I would like to comemmorate today as MARCY’S UNFORGETTABLE DRUG-FEST, as I’ve been busy for the last couple of hours filling my pill sorters (I do two weeks a a time now) and pouring pills from my ingenious teeny Tupperware containers, measuring 1½" x 2" and neatly labeled for each of my prescription drugs, into their corresponding bottles from the pharmacy, because apparently my hospice R.N. isn’t impressed with the aforementioned ingenious teeny Tupperware containers. She says she can’t reorder any of my meds without seeing the stupid official prescription bottles from the pharmacy. Fine. I did it, bitch.

And speaking of prescriptions … tomorrow morning I have to make a couple of irritating phone calls that might require a dose or two of liquid Morphine first. First, I got the usual robo-call from my Wal-Mart pharmacy this afternoon to let me know that my Lantus insulin prescription was ready for pick up, and this time I listened all the way to the end (I don’t usually) to wait for the total price of my co-pay … $565. That’s not a typo!  FIVE HUNDRED SIXTY-FIVE BUCKS! Therefore I have to call my health insurance company to find out what’s going on with those fucking morons. I also want to talk to a specialist in their pharmacy department to find out is there something else I can take besides Lantus as an overnight insulin. (Side note: My Baylor HouseCalls nurse practitioner actually wanted me to drop Lantus altogether because she didn’t think I needed it.)

And after I talk to my insurance company I’ll call my hospice administrator to ask for their advice.

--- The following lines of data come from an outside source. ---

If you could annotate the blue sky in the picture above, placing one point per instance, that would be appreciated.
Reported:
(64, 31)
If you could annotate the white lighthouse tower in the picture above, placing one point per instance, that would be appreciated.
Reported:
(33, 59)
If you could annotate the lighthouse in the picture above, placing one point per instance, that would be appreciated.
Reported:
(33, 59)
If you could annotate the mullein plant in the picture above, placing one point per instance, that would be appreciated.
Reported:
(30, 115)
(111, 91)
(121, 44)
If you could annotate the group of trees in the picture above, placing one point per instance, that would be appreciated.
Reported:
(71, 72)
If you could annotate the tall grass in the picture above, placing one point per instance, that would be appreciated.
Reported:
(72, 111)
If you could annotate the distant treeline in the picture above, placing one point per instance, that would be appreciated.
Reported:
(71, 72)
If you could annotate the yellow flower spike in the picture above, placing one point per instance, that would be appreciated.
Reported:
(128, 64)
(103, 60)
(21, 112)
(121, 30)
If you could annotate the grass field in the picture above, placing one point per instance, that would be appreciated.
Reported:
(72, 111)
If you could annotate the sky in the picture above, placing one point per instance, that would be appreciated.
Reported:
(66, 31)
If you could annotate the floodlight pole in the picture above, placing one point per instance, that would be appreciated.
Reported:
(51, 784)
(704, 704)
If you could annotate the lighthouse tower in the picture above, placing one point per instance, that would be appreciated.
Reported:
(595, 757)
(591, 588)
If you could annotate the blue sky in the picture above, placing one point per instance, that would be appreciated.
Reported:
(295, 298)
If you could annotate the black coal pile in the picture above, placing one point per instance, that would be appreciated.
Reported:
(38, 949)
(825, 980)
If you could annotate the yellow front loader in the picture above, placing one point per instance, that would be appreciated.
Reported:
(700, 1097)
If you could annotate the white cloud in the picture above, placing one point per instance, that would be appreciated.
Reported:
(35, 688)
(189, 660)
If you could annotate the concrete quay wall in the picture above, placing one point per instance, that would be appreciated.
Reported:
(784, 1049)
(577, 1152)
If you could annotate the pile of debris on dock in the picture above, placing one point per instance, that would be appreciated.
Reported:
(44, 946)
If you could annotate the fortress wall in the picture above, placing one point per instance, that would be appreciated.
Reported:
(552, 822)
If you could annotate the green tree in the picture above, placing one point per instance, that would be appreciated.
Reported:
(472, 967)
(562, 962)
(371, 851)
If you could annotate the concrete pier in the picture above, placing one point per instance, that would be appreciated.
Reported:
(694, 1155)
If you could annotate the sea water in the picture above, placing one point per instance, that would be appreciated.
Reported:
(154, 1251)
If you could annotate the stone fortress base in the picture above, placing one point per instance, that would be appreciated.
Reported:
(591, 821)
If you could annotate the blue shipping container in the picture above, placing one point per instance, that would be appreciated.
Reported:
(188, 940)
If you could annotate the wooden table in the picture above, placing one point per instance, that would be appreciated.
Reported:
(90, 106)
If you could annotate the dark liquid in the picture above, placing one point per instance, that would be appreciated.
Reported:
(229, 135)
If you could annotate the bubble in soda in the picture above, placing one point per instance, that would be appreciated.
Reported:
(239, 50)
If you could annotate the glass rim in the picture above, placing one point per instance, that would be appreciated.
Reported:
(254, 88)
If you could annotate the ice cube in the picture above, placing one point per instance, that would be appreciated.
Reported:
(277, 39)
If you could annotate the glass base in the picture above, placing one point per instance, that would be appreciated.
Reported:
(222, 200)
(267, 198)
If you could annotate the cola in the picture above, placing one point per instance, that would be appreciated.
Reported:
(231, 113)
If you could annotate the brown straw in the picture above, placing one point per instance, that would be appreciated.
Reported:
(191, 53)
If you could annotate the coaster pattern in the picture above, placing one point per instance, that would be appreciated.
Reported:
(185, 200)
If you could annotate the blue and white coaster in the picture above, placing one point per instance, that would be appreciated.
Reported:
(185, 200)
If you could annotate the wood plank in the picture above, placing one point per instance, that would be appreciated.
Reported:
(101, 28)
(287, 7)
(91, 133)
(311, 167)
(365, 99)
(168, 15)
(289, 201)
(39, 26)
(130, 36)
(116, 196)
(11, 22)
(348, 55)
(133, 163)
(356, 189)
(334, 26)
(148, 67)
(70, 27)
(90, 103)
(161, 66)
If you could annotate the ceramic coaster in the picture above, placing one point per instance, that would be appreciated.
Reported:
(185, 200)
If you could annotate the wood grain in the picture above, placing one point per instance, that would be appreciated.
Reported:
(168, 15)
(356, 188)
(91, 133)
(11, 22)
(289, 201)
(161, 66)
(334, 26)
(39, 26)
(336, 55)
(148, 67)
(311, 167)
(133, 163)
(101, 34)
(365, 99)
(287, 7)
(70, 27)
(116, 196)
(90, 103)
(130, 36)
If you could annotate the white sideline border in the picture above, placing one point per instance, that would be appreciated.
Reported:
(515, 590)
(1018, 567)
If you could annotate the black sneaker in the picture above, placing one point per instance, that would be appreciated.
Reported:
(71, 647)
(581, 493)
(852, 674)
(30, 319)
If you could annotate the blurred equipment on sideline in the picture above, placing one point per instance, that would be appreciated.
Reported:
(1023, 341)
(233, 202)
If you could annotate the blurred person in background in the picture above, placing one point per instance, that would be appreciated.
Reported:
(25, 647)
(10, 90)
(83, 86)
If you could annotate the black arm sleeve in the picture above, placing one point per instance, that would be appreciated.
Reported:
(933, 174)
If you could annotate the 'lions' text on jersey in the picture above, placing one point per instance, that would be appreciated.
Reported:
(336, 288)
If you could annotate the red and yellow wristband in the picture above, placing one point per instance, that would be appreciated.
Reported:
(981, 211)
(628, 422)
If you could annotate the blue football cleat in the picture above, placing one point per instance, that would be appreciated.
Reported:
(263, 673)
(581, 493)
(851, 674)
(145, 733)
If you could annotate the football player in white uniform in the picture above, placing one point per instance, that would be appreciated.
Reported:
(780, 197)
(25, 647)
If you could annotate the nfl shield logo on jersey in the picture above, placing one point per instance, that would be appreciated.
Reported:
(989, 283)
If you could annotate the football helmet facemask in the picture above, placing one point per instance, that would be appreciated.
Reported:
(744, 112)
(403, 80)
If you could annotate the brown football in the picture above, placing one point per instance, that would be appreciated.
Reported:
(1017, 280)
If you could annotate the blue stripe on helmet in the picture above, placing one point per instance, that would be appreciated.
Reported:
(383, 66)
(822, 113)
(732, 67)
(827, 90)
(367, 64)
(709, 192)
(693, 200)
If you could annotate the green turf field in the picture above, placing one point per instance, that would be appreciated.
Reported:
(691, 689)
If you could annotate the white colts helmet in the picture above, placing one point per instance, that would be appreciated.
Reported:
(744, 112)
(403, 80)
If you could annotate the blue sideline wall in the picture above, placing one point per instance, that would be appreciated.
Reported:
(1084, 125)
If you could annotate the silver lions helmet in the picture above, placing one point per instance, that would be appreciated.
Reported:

There has to be a better, cheaper version of Lantus, because it’s FUCKING INSANE to pay $564 every three months for a common drug (insulin) that’s been in use since the turn of the last century! Or maybe I should just stop taking it, like my Baylor HouseCalls nurse practitioner suggested. I need some help figuring out what to do, because I’m in a weird situation right now. My medical care has been covered by a hospice/palliative care organization since the end of May, and that’s the same time I was dropped by Baylor HouseCalls due to both of them bill Medicare ... and Medicare won’t pay for duplicate services. Which means I don’t actually have a primary care physician any more! The hospice administrator might be able to help me figure out this insulin hoo-hah, but again, she might not … a hospice is focused on patient comfort and relieving pain, and insulin really doesn’t fall into that category. I know one thing for sure, though … nobody’s EVER going to make us pay $564 again!



I don’t think NOT EATING would ever qualify as a topic for “Le Hospice Gourmet,” but I’ll give it a shot. I had a very small meal early this afternoon when I was sitting at my computer workstation … three fish fillets with tartar sauce and half a bun. Also a small dollop of cole slaw. That’s it.

It’s midnight, Sam is in bed, and I’m on the chaise lounge wishing for my goddamn cuticle scissors, which is not anywhere nearby, so I can take care of a hang-nail without ripping it off my thumb and triggering another Mount Vesuvius of blood. This is just one of many concerns when you’re taking a blood thinner medication (Coumadin). However I’m thankful that I can’t stand in the kitchen and cook any more … I used to cut myself a LOT in the kitchen, and I even had a first-aid drawer with a box of Band-Aids.



I’m exhausted, and my vision’s starting to deteriorate. I’m even seeing double, and that’s annoying enough to warrant shutting down my MacBook for the night … and I even have 57% of my power left! Therefore I’ll say good night, shalom and adios. Thank you for reading this, and if you save empty soda cans you might consider throwing one or two at the Alamo.